The Qataris are meanwhile trying to prevent Algeria from resupplying Gaddafi with tanks and armoured vehicles – this was one of the reasons why the Emir of Qatar, the wisest bird in the Arabian Gulf, visited the Algerian president, Abdelaziz Bouteflika, last week. Qatar is committed to the Libyan rebels in Benghazi; its planes are flying over Libya from Crete and – undisclosed until now – it has Qatari officers advising the rebels inside the city of Misrata in western Libya; but if Algerian armour is indeed being handed over to Gaddafi to replace the material that has been destroyed in air strikes, it would account for the ridiculously slow progress which the Nato campaign is making against Gaddafi.

Of course, it all depends on whether Bouteflika really controls his army – or whether the Algerian “pouvoir”, which includes plenty of secretive and corrupt generals, are doing the deals. Algerian equipment is superior to Gaddafi’s and thus for every tank he loses, Ghaddafi might be getting an improved model to replace it. Below Tunisia, Algeria and Libya share a 750-mile desert frontier, an easy access route for weapons to pass across the border.

But the Qataris are also attracting Assad’s venom. Al Jazeera’s concentration on the Syrian uprising – its graphic images of the dead and wounded far more devastating than anything our soft western television news shows would dare broadcast – has Syrian state television nightly spitting at the Emir and at the state of Qatar. The Syrian government has now suspended up to £4 billion of Qatari investment projects, including one belonging to the Qatar Electricity and Water Company.

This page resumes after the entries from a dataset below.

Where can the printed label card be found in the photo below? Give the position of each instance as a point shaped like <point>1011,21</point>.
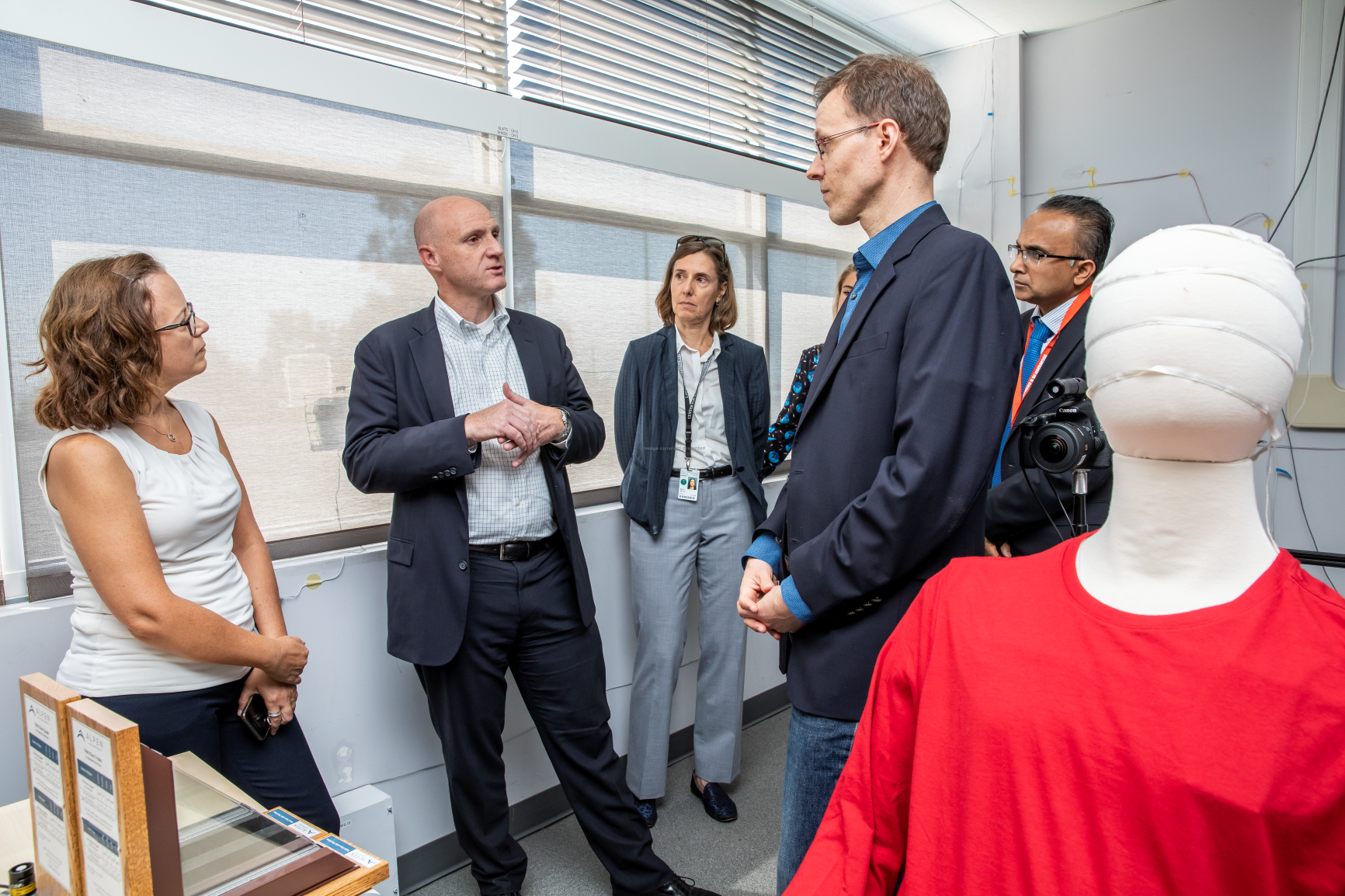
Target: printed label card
<point>55,833</point>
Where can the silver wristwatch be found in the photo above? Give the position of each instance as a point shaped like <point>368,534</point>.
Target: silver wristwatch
<point>565,436</point>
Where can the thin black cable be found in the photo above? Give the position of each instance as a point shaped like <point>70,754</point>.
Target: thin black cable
<point>1321,259</point>
<point>1299,490</point>
<point>1049,518</point>
<point>1325,95</point>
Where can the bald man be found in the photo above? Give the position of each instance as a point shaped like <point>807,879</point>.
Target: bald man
<point>468,413</point>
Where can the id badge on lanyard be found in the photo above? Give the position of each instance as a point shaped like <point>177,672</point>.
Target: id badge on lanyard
<point>689,481</point>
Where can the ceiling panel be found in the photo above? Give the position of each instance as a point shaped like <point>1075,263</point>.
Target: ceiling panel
<point>935,27</point>
<point>928,26</point>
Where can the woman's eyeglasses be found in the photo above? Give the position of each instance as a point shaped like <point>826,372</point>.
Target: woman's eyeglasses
<point>190,323</point>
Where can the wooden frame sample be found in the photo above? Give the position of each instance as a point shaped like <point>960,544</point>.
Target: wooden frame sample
<point>110,800</point>
<point>51,785</point>
<point>369,870</point>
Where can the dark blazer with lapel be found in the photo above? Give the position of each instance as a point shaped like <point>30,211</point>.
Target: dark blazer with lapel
<point>893,453</point>
<point>648,413</point>
<point>1014,508</point>
<point>402,436</point>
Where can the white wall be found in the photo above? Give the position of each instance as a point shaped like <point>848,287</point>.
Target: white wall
<point>1205,85</point>
<point>1211,86</point>
<point>362,710</point>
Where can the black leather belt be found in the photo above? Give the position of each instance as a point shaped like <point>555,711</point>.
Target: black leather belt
<point>713,473</point>
<point>518,549</point>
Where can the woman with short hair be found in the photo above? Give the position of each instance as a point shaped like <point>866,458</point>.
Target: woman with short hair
<point>692,408</point>
<point>780,436</point>
<point>178,618</point>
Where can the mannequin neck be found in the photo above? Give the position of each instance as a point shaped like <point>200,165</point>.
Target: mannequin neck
<point>1180,536</point>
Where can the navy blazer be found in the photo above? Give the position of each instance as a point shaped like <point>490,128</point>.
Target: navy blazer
<point>402,436</point>
<point>648,413</point>
<point>893,453</point>
<point>1030,516</point>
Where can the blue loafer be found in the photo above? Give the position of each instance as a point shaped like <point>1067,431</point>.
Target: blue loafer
<point>716,800</point>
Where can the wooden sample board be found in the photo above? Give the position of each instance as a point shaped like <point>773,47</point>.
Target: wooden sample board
<point>110,800</point>
<point>369,870</point>
<point>51,785</point>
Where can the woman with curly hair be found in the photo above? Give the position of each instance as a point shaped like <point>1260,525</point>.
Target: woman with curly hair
<point>178,616</point>
<point>780,435</point>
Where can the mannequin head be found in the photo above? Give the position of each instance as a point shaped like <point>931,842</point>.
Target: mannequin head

Amid all these vast and epic events – Yemen itself may yet prove to be the biggest bloodbath of all, while the number of Syria’s “martyrs” have now exceeded the victims of Mubarak’s death squads five months ago – is it any surprise that the frolics of Messrs Netanyahu and Obama appear so irrelevant? Indeed, Obama’s policy towards the Middle East – whatever it is – sometimes appears so muddled that it is scarcely worthy of study. He supports, of course, democracy – then admits that this may conflict with America’s interests. In that wonderful democracy called Saudi Arabia, the US is now pushing ahead with a £40 billion arms deal and helping the Saudis to develop a new “elite” force to protect the kingdom’s oil and future nuclear sites. Hence Obama’s fear of upsetting Saudi Arabia, two of whose three leading brothers are now so incapacitated that they can no longer make sane decisions – unfortunately, one of these two happens to be King Abdullah – and his willingness to allow the Assad family’s atrocity-prone regime to survive. Of course, the Israelis would far prefer the “stability” of the Syrian dictatorship to continue; better the dark caliphate you know than the hateful Islamists who might emerge from the ruins. But is this argument really good enough for Obama to support when the people of Syria are dying in the streets for the kind of democracy that the US president says he wants to see in the region?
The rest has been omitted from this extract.